Thomas & Friends had a strong first-half consumer takeaway in international market shipping, which validates our strategy to leverage the brand's untapped global potential, particularly in Brazil, Mexico, Russia, and China.
We will be building on this momentum in the second half, aided by the international heavy-up of Thomas' 70th anniversary marketing initiatives in Q3 and Q4.
Hot Wheels continues to be a strong performer and we believe it represents a big opportunity in our portfolio.
Not only does it have great potential to seamlessly integrate physical and digital, it has the strategic opportunity to evolve from simply cars and tracks to a greater system of purposeful play that parents will appreciate as much as kids will love.
These are opportunities we are working very hard to develop and exploit, laying the foundation for accelerated brand growth in 2016.
While our core brand portfolio regains its footing and begins to show important progress, we are concurrently building a formidable capability in the fast-paced, more entrepreneurial component of our industry, which is driven largely by hit toys, licensing, and partnerships.
We have created our Toy Box unit from the ground up to be a leader in this growing segment and are seeing important signs of progress here as well.
One priority of our Toy Box strategy is to build a stronger licensing pipeline into the future by both acquiring and renewing important licenses.
I will focus on that today.
We are determined to be the best in the business at retaining and growing the important relationships we already have.
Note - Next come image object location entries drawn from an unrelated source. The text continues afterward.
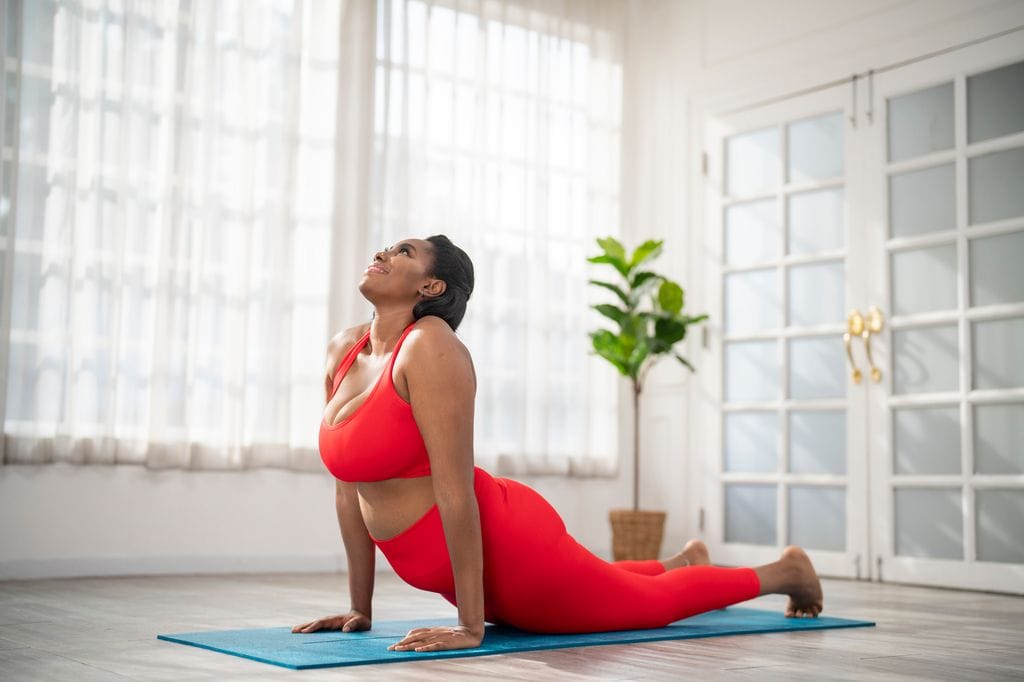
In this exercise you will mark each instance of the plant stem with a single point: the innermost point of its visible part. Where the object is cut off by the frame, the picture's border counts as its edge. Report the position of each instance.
(636, 445)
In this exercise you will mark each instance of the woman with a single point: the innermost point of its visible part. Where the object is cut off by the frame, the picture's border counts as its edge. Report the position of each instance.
(397, 434)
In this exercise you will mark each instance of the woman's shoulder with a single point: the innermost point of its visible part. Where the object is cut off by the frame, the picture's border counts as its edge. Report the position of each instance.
(432, 337)
(343, 341)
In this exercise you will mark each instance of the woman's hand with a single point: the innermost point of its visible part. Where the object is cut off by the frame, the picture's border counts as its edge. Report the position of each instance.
(438, 639)
(350, 622)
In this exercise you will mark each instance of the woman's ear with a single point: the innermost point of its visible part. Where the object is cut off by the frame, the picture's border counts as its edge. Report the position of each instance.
(433, 289)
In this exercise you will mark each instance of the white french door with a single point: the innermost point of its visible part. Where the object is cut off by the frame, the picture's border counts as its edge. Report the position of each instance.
(946, 254)
(866, 399)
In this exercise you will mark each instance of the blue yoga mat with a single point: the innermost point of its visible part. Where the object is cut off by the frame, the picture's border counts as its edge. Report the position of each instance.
(327, 649)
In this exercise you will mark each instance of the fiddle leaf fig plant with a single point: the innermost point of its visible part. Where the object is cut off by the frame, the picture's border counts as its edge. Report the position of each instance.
(648, 322)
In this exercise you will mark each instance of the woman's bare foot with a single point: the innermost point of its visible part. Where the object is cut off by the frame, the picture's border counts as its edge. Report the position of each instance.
(794, 574)
(693, 554)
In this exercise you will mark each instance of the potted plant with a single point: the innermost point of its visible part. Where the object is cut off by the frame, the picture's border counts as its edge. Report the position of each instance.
(649, 323)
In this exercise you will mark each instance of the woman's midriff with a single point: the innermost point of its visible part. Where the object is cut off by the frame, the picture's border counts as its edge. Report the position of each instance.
(390, 507)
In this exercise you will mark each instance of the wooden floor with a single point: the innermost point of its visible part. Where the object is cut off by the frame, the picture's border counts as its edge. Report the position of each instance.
(104, 629)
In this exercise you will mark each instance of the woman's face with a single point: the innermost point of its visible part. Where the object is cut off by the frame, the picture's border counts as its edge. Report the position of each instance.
(401, 271)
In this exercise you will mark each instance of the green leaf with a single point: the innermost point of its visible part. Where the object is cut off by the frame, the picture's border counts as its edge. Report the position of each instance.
(670, 297)
(615, 290)
(649, 249)
(612, 247)
(639, 279)
(613, 313)
(670, 330)
(619, 263)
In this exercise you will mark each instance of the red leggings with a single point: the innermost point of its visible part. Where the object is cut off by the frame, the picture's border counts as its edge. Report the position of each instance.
(537, 578)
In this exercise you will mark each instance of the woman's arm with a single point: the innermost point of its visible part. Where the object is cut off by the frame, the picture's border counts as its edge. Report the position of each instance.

It is why we are particularly proud to announce the renewal of our partnership with Disney on the iconic Toy Story franchise, with the global rights for the blockbuster Toy Story 4 film in 2017.
This renewal represents an encouraging new chapter in our partnership with Disney, a relationship we are determined to see become even more valuable to both partners.
Our all new DC Superhero girls license with Warner Bros.
not only represents a game-changing new segment, girls action figures, but also a state-of-the-art content-driven property.
The characters, DC's female superheroes and super villains as teens, are at the heart of the girls' empowerment trend, something we know a great deal about.
Warner Bros.
is putting a large amount of content behind this initiative and our products will be available in stores early 2016.
The latest collaboration in our strong ongoing partnership with Nickelodeon, Blaze and the Monster Machines, is already a breakthrough show.
It has quickly risen to the number two ranking on all TV among boys 2 to 5 and the number one app on the kids in education charts, and, as a result, early toy sales are exceeding projections.
And in June, we announced yet another important new license, a partnership with DreamWorks Animation and their new on-trend mashup series Dinotrux.
Content will soon begin to air on Netflix and our product will follow in 2016.
Toy Box is also leveraging entertainment partnerships to drive growth in the key construction segment of our MEGA Brands business.
We are encouraged to see construction doing well, including important gains in the MEGA preschool business largely attributable to the continued success of our SpongeBob license, toys that tie into the big new Minions movie, and, coming next year, Teenage Mutant Ninja Turtles.
Taken as a whole, this represents a lot of solid progress across many important brands and our strategic priorities.
Beyond what we are achieving in brand management, product innovation, and licensed entertainment, we are continuing to accelerate global development of our brands.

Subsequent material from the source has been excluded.